If there’s a conflict or inconsistency between the provisions of two special enactments an effort should be made to realize a harmonious construction of the two.
After an in-depth discussion on the principles of harmonious construction of both the statutes, the elemental principles of in rem proceedings and exploring all the possible scenarios, the court consideration and efforts was to guard the interest of both the legislations, which might not defeat the aim of either legislation. The Court however concluded that an action in rem are often filed and therefore the ship are often arrested before the moratorium under Section 14 of the IBC comes into force or during the moratorium period or maybe when the company debtor is ordered to be liquidated.
The Court also focused on the state of affairs during a number of cases wherein the Resolution Professional or Liquidator was appointed but did not take any steps to man, preserve and maintain the vessel during the insolvency resolution process or liquidation process (CIRP). The crew members were left abandoned on board the ship and for all practical purposes were abandoned by the Owners. The Court observed that regardless of the non-obstinate clause within the IBC, Admiralty Act being a special Legislation takes under consideration all such relevant factors and thus exercise of Admiralty jurisdiction would in such cases are going to be beneficial and assist, instead of hinder, insolvency proceedings/process. it might protect the ship and successively the safety of a mortgagee who may be a financial creditor as per the provisions of the IBC. Further, this is able to also inform the mortgagee that they need to take steps to guard and preserve their security and if they are doing not then the Admiralty Court will step in.

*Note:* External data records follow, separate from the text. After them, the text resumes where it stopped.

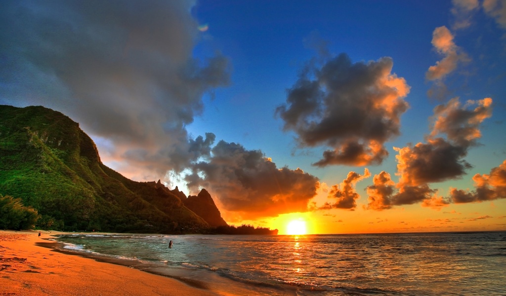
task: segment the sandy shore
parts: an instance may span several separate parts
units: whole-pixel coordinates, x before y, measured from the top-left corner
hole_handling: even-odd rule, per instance
[[[53,232],[54,233],[54,232]],[[177,280],[36,245],[51,234],[0,230],[0,295],[216,296]]]

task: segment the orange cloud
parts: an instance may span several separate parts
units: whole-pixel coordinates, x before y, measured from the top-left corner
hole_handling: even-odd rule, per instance
[[[374,175],[372,178],[373,185],[367,187],[369,194],[368,209],[381,211],[392,208],[391,198],[395,190],[395,182],[392,180],[390,174],[382,171]]]
[[[506,160],[490,170],[488,175],[476,174],[473,177],[475,190],[450,189],[450,198],[456,204],[481,202],[506,199]]]
[[[399,134],[409,86],[392,73],[390,58],[352,63],[342,54],[304,72],[276,109],[283,129],[303,147],[324,146],[319,167],[381,164],[384,144]]]
[[[355,209],[357,207],[356,200],[360,198],[355,190],[355,184],[357,182],[368,178],[370,175],[371,174],[367,168],[364,169],[363,175],[350,172],[346,179],[341,184],[333,185],[329,192],[328,198],[335,199],[336,200],[336,202],[333,204],[325,203],[319,209]]]
[[[459,63],[469,62],[468,55],[453,42],[453,35],[446,27],[436,28],[432,34],[432,45],[436,52],[444,57],[436,65],[429,67],[426,78],[435,81],[428,91],[431,97],[441,98],[446,96],[447,90],[443,82],[444,78],[457,68]]]
[[[261,151],[240,144],[220,141],[205,160],[186,176],[188,187],[205,188],[225,211],[242,219],[307,212],[320,186],[314,176],[278,168]]]
[[[452,191],[453,198],[438,196],[437,191],[431,189],[429,184],[459,178],[471,167],[463,158],[481,137],[479,125],[491,116],[492,103],[492,99],[486,98],[468,101],[462,106],[458,98],[454,98],[434,108],[432,130],[427,142],[394,147],[398,152],[396,175],[399,176],[399,182],[394,186],[385,172],[374,176],[373,185],[367,188],[369,194],[367,208],[382,210],[423,202],[423,206],[440,209],[451,200],[474,200],[476,198],[472,193],[456,189]],[[446,138],[440,136],[442,134]],[[499,190],[497,188],[502,188],[502,175],[496,171],[491,174],[492,177],[475,176],[482,195],[487,195],[489,185]]]
[[[440,80],[453,71],[459,61],[467,61],[467,55],[459,53],[459,47],[453,42],[453,35],[446,27],[436,28],[432,34],[432,45],[436,51],[444,56],[435,66],[429,68],[426,77],[429,80]]]

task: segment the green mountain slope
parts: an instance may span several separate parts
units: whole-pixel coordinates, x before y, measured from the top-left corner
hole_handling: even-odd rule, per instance
[[[0,194],[36,209],[43,228],[179,233],[209,227],[170,192],[105,166],[78,123],[41,106],[0,106]]]

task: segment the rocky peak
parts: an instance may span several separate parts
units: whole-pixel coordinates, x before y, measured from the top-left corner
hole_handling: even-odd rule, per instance
[[[190,195],[188,198],[182,200],[185,207],[202,217],[212,226],[227,225],[227,222],[222,218],[221,213],[216,207],[211,195],[205,189],[200,190],[197,196]]]

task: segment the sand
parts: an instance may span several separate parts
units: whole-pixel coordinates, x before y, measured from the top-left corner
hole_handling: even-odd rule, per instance
[[[35,244],[51,234],[0,230],[0,295],[174,295],[216,296],[176,279]],[[54,232],[53,232],[54,233]]]

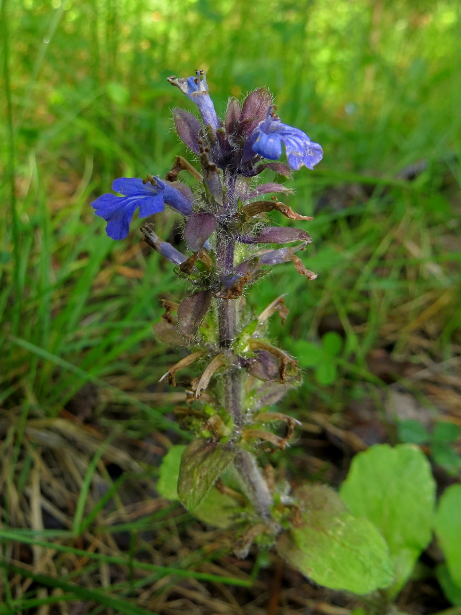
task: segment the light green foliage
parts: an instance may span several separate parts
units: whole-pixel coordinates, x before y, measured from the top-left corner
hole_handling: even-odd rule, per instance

Section 446 of the businesses Act deals with the staying of the suits while the corporate is within the process of completing . The Court held that maritime law may be a special enactment while the businesses Act is quite a general enactment. maritime law deals with actions in rem and it had been enacted for a special purpose. Thereby it’ll override the overall law. The court further asserted that under the admiralty jurisdiction, the action is against the ship and not the corporate nor the owner of the corporate . Section 3 of the maritime law confers admiralty jurisdiction exclusively to the High Courts and no other court of jurisdiction. Thus, the Court concluded that section 446 of the businesses Act 1956 won’t apply to Admiralty suits.
The Court has thus extensively analysed and explained the scope of the Admiralty Act and therefore the IBC, after an in-depth assessment on the principles of harmonious construction and therefore the fundamentals of in rem proceedings. Given the incongruity having arisen, due to the overlap of the Admiralty Act with provisions of the IBC and/or the businesses Act, Hon’ble Court within the said judgment has taken note of the intention of the legislature behind the Admiralty Act and therefore the IBC and has sought to harmoniously interpret and construct their provisions. This successively will make sure that the sanctity of the provisions remains intact and therefore the rights of the person having a maritime claim also because the corporate debtor remain unaffected. While taking into consideration the special nature of Admiralty Jurisdiction, the court has distinguished a ship/vessel from the other asset and emphasized on the legal personality of the vessel as distinct from its owner. this is often move is very appreciated and may be a breakthrough in protecting the interest of the parties having a bonafide maritime claim to prosecute its claim through an action in rem.